At no time was that more apparent than during the last half of the 20th century as war ravaged both countries. Priests, faculty, staff and students in both countries advocated for the rights of the oppressed and for a peaceful resolution to the conflicts. In El Salvador, the Jesuit leaders and academics of the UCA used their training in psychology, philosophy and theology to challenge systematic injustices and indiscriminate assassinations suffered by the marginalized. Their intellect, moral reasoning and belief in the right to dissent resulted in their targeting by the Salvadoran military and, eventually, their murders on the grounds of the UCA in 1989.

The martyrs of the UCA in El Salvador are an eternal reminder of the central role universities can play to advance the common good in the face of repressive governments. Not since those murders over 30 years ago have universities in the region faced such an existential threat.

Contagion

The return of dictators in Central America did not happen overnight. Decades of promising reforms and institution-building followed the years of war. However, the pendulum has started to swing back to where governments in the region were nearly a century ago—with strongman dictators who rule the poor majority through oppression and political violence.

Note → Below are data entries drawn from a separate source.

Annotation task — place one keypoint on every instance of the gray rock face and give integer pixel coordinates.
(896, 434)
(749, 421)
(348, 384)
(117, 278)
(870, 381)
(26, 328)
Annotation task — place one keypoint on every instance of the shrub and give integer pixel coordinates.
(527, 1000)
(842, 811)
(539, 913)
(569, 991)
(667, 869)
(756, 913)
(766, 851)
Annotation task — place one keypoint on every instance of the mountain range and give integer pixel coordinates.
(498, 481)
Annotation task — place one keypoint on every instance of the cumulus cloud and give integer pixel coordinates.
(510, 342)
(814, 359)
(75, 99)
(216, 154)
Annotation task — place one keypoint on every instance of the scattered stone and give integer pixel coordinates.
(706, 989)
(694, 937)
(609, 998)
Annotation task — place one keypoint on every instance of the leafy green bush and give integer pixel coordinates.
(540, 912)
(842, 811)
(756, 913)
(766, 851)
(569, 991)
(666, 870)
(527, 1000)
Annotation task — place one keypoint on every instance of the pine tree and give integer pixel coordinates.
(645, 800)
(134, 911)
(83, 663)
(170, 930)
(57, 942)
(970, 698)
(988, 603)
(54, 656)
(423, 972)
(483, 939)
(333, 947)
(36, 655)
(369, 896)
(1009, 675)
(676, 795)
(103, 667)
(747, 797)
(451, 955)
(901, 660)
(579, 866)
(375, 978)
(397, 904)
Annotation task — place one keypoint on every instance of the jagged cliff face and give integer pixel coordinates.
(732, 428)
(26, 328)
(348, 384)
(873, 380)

As with the rise of global populism that has swept from country to country around the world, dictators watch and learn from one another. In 2020, for example, the Ortega regime instituted a “foreign agents law” that restricted the ability of civil society—including our partner universities and think tanks—to receive and utilize funding from abroad. A year later, the Nayib Bukele regime in El Salvador had a copy of Nicaragua’s law on the general assembly floor for debate, and a vote is now pending.

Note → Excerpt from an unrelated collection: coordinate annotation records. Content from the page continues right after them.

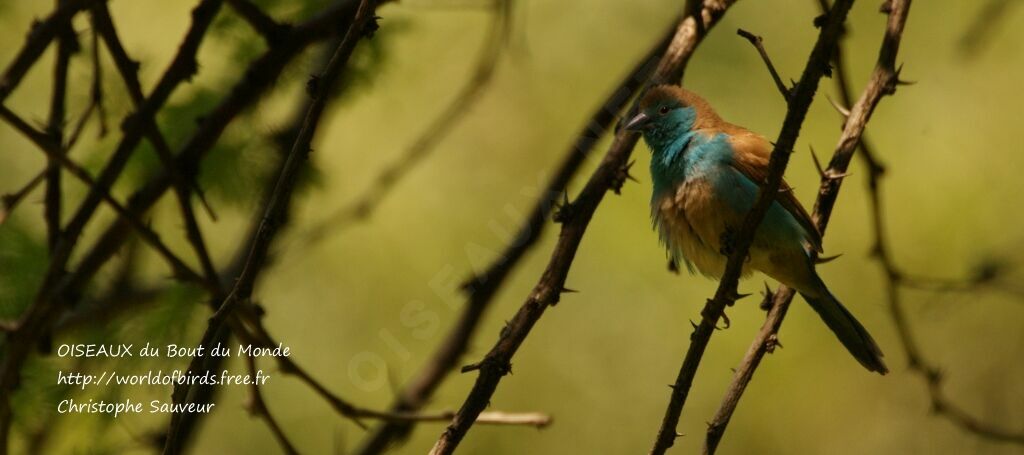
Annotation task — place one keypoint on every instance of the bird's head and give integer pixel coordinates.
(668, 112)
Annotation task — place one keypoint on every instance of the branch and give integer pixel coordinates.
(883, 81)
(40, 36)
(265, 26)
(127, 68)
(366, 204)
(576, 218)
(481, 288)
(273, 212)
(9, 201)
(758, 43)
(257, 407)
(67, 45)
(799, 101)
(55, 154)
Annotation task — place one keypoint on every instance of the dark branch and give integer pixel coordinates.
(548, 290)
(882, 79)
(759, 44)
(274, 210)
(799, 102)
(482, 288)
(367, 203)
(269, 29)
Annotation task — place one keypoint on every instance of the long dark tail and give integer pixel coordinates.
(853, 335)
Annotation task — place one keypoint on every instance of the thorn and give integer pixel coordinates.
(837, 176)
(819, 22)
(371, 27)
(563, 211)
(826, 258)
(725, 319)
(772, 342)
(817, 164)
(769, 299)
(839, 108)
(735, 295)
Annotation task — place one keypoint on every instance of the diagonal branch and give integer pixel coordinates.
(367, 203)
(40, 37)
(758, 43)
(54, 153)
(481, 288)
(67, 45)
(883, 81)
(272, 214)
(799, 102)
(576, 218)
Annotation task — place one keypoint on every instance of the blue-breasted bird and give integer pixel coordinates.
(706, 174)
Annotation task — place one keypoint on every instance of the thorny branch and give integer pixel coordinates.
(799, 101)
(481, 288)
(578, 215)
(758, 43)
(883, 81)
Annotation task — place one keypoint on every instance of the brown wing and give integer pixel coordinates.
(751, 158)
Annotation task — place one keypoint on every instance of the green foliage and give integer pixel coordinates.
(23, 263)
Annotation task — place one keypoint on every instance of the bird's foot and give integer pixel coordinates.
(726, 242)
(772, 342)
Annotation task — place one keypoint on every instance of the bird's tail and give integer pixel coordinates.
(853, 335)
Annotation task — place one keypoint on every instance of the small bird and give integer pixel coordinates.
(706, 173)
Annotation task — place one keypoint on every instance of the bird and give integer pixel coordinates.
(706, 175)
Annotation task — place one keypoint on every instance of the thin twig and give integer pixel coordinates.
(55, 153)
(576, 218)
(366, 204)
(243, 288)
(799, 102)
(67, 45)
(883, 82)
(481, 288)
(39, 38)
(269, 29)
(9, 201)
(257, 407)
(758, 43)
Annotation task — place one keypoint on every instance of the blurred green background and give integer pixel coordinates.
(600, 361)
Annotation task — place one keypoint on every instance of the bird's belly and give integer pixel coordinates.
(682, 219)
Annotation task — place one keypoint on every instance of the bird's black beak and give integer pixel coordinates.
(638, 122)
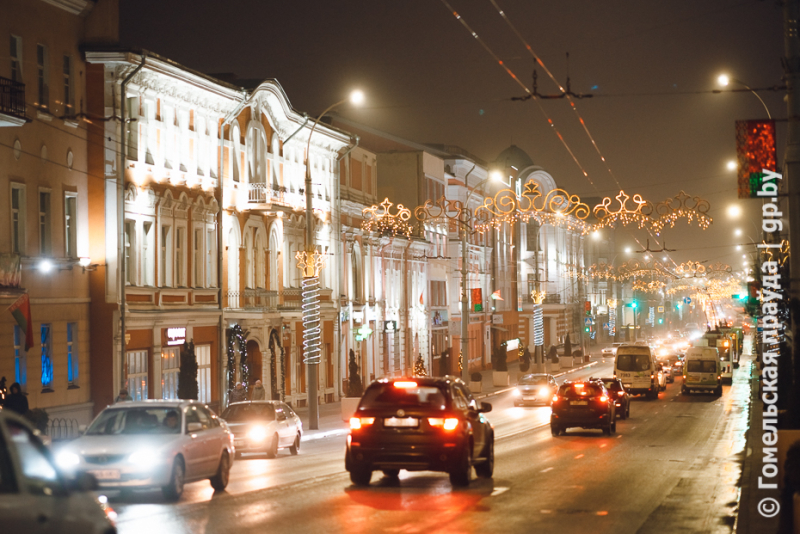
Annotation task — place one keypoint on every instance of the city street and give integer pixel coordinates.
(677, 457)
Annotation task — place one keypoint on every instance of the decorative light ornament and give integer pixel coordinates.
(310, 263)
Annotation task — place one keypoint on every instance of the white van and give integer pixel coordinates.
(636, 366)
(702, 371)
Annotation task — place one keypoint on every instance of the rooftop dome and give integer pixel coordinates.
(514, 156)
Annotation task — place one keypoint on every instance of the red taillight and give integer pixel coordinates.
(451, 423)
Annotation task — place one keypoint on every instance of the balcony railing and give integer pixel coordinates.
(12, 103)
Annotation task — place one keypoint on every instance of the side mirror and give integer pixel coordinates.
(82, 482)
(194, 427)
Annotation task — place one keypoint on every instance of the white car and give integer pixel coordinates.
(153, 444)
(264, 427)
(34, 496)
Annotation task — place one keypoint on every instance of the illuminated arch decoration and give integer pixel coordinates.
(380, 219)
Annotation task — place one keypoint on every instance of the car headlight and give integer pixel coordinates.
(257, 433)
(144, 458)
(67, 460)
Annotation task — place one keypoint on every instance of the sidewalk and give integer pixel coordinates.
(330, 415)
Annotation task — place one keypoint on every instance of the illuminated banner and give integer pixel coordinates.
(755, 150)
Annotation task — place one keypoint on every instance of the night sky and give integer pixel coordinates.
(650, 66)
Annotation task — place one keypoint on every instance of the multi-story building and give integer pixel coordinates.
(45, 184)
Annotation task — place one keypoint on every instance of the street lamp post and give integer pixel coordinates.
(312, 350)
(464, 290)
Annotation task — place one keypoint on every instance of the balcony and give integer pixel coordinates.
(12, 103)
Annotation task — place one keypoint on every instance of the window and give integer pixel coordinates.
(130, 252)
(16, 58)
(137, 374)
(148, 254)
(71, 225)
(170, 369)
(165, 263)
(72, 354)
(203, 353)
(45, 245)
(198, 258)
(68, 90)
(180, 259)
(17, 218)
(20, 358)
(43, 75)
(47, 356)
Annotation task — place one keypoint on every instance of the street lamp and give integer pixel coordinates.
(495, 176)
(724, 80)
(311, 326)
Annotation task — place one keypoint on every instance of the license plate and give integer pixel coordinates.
(401, 422)
(106, 474)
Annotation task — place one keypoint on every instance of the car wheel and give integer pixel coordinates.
(485, 469)
(272, 450)
(173, 491)
(360, 476)
(220, 480)
(460, 475)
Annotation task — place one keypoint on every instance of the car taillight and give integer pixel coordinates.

Academics and journalists in Mexico are facing a two-front battle against the government and organized crime given their role in seeking to provide transparency. Meanwhile, in both El Salvador and Guatemala, the rule of law and due process have been destroyed by unlawful executive actions similar to those in Nicaragua and Venezuela over the years to remove prosecutors and judges who are viewed as unfriendly or who have opened inquiries into corruption in the executive branch.

Hope for the Future

Honduras is the somewhat unlikely sign of hope in the region after the extensive allegations of election fraud in the 2017 election, which ushered in the second term of the incumbent Juan Orlando Hernández. But the new Xiomara Castro administration, installed in January, has made anticorruption and a respect for human rights its core mission and made good on a promise to begin to re-establish an international anticorruption commission in the country. The arrest of Hernández, the past president, to face extradition to the U.S. on drug-trafficking charges, is also a positive step toward making good on campaign promises. However, there is still a long way to go to ensure transparency and the rule of law for all.

How far will antidemocratic actions go in each country? The answer to that question depends in large part on the response of the international community, including university and church leadership. While regional and global governments should continue to pressure for respect for democratic norms, they must be joined by university and church leaders to stop the contagion and re-establish freedom of expression—including academic freedom and freedom from undue interference in universities—as a universal right. Universities and the Catholic Church, while far from perfect, are respected and guided by Christian principles ostensibly shared by leaders in the region. We must not be silent.

In our research, we have found that having hope in the future is the single most powerful predictor of people wanting to stay versus migrate from Central America. Universities everywhere, especially those whose mission, rooted in Catholic social teaching, is to promote social change in favor of the most vulnerable, are indispensable in the establishment that hope for a better future. They must not be silenced.